Anthony Teso
Publicación original en: Links International Journal of Socialist Renewal (1 de mayo de 2026)
El ensayo de Dan La Botz, “Adiós a Lenin y al leninismo”, enjuicia a Vladimir Lenin por los resultados de la revolución rusa, vinculando directamente los métodos bolcheviques a la tragedia subsiguiente: la supresión de la oposición, la Checa, el levantamiento de Kronstadt, la prohibición de las fracciones y la erosión de la democracia soviética. La fuerza de este enjuiciamiento es innegable; estas tragedias son hechos históricos (Bhatti, Shah y Bharti 2025, 1-20). Pero un marxismo que se niegue a enfrentarse a la derrota abandona sus propios cimientos críticos.
El argumento de La Botz se debilita por su forma de enmarcar la historia. Interpreta la degeneración de la revolución como, en primer lugar, un producto de los defectos morales de Lenin, esencialmente abstraídos de su contexto material: guerra civil, invasión extranjera, colapso económico, hambruna, fragmentación social y aislamiento internacional. Lenin aparece en escena como una tragedia moral, en vez de como un agente histórico informado por fuerzas objetivas. Una aproximación como esta sustituye el análisis histórico materialista fundamentado en las condiciones concretas por la condena moral.
La Botz destaca el “efecto trinquete”[1], sugiriendo que cada medida autoritaria creó las condiciones para una mayor represión. Aunque la supresión de la Asamblea Constituyente, la Checa, el comunismo de guerra, el Kronstadt y le prohibición de las fracciones restringieron sin duda la democracia obrera, la metáfora del trinquete aplana la complejidad de estos procesos. Las revoluciones no son secuencias mecánicas; cada decisión bolchevique estuvo informada por las presiones cambiantes y coercitivas de la guerra, la hambruna, el sabotaje y la desintegración social.

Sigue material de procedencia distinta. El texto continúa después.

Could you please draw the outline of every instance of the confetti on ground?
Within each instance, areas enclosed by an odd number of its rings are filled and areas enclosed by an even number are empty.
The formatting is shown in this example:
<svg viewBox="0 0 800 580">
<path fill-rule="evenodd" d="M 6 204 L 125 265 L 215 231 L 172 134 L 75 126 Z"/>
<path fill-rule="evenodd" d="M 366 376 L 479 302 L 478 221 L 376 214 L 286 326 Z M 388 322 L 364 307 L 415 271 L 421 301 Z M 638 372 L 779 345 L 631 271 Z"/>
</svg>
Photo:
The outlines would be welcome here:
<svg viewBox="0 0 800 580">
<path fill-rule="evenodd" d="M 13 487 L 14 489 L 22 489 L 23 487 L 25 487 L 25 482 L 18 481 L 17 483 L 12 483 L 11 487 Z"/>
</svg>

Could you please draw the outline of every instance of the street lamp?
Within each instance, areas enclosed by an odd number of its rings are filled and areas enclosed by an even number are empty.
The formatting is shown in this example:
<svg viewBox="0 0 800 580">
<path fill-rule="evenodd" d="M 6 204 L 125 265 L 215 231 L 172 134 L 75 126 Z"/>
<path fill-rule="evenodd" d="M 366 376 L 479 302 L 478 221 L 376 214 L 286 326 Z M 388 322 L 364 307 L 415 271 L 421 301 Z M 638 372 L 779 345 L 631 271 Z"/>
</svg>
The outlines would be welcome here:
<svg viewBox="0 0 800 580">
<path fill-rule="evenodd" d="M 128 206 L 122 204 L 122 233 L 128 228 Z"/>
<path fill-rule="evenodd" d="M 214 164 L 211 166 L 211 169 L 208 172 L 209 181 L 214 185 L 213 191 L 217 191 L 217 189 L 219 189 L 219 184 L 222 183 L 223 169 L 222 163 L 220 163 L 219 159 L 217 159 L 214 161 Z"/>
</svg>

La Botz traza una línea recta que va desde ¿Qué hacer? hasta Iósif Stalin, pero esta lectura teleológica oculta una complejidad considerable. Los bolcheviques tomaron el poder en medio del colapso social y múltiples presiones enfrentadas: la caída del antiguo régimen, intentos de restauración burguesa, intervención imperial, exigencias campesinas de tierra y exigencias obreras de dignidad. Los soviets surgieron orgánicamente de estos conflictos. Los bolcheviques prevalecieron porque respondieron a estas reivindicaciones cuando todos los demás grandes partidos no lo hicieron.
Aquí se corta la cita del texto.